Reviewer's Responses to Questions

Comments to the Authors:

Please note here if the review is uploaded as an attachment.

Reviewer #1: The authors have sufficiently addressed the previous critiques. However, there are two areas of the manuscript that need to be addressed:

1) “In contrast, bipolar loss led solely to increased INL proliferation” – statistics don’t support this conclusion; only indicate that total proliferation is increased. INL proliferation is listed as 'ns' compared to control

2) CRISPants (Figure 7). While the inclusion of this data was recognized as a response to both reviewers, the data do not fully support the Authors' conclusions as presented. The Authors state that "Of the six factors tested (Fig. 7b-c), mutation of three led to enhanced rod regeneration (from least to greatest effect: txn (+70%), stat5a/b +85%), and c7b (+96%), while three had no statistically significant effect (nfia, pparg, prdm1a)" compared to WT animals. While txn, stat5a/b and c7b MUT crispants do seem to have an increase in NTR:YFP compared to WT, other possible explanations need to be addressed. Are rod cell numbers equivalent at the start of the injury paradigm in each mutant condition? Are rod cells more resistant to MTZ-mediated cell death when these specific genes are mutated? Other more nuanced scenarios could also explain the observed results. The Authors should at least examine the effect of each mutation on general retinal development (as they are germline mutations) and acknowledge alternative mechanisms exist that lead to what the Authors interpret as 'enhanced regeneration'.

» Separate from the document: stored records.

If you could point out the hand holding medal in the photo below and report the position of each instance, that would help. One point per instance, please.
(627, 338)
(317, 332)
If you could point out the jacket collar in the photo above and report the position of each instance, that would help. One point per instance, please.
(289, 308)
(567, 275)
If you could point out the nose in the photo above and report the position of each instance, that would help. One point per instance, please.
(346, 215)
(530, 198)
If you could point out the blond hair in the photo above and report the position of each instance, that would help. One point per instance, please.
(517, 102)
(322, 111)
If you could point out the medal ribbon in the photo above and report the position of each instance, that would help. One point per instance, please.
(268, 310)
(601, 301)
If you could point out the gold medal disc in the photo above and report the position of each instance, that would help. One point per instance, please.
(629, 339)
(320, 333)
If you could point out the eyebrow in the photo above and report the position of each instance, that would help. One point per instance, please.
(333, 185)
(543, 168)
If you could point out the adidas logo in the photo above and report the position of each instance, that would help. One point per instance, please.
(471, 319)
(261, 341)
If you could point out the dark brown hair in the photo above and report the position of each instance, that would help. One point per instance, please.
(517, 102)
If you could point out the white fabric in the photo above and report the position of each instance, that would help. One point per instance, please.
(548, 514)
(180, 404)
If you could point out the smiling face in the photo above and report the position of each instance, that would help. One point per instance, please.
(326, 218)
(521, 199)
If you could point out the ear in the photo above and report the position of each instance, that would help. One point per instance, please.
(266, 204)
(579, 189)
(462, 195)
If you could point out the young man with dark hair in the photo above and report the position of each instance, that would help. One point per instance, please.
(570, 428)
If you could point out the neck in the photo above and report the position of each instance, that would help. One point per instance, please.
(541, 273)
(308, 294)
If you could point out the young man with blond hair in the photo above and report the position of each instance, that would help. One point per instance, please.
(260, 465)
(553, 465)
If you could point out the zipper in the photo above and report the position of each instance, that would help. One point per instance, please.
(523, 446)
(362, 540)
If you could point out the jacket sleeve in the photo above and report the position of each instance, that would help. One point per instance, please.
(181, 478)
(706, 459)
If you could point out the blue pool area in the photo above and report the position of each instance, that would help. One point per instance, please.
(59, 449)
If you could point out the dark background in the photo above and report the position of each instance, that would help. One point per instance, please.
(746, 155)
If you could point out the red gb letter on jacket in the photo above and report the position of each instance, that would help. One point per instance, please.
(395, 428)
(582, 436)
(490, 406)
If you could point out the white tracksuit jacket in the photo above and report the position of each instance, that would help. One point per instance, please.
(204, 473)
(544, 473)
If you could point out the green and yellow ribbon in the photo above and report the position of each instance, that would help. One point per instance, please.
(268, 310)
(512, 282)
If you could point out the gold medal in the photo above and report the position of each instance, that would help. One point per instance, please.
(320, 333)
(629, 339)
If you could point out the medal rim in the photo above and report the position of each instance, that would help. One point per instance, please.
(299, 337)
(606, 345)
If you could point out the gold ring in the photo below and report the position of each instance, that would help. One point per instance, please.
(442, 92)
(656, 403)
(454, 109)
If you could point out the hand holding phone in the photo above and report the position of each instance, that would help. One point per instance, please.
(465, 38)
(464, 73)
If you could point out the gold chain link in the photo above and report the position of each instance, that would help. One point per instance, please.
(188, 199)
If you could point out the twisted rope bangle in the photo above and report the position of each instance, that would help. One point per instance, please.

Reviewer #2: I think this is the best job of addressing Reviewer comments I have seen. Congrats to all the authors on a great contribution!

**********

Have all data underlying the figures and results presented in the manuscript been provided?

Reviewer #1: Yes

Reviewer #2: Yes

**********

PLOS authors have the option to publish the peer review history of their article (what does this mean?). If published, this will include your full peer review and any attached files.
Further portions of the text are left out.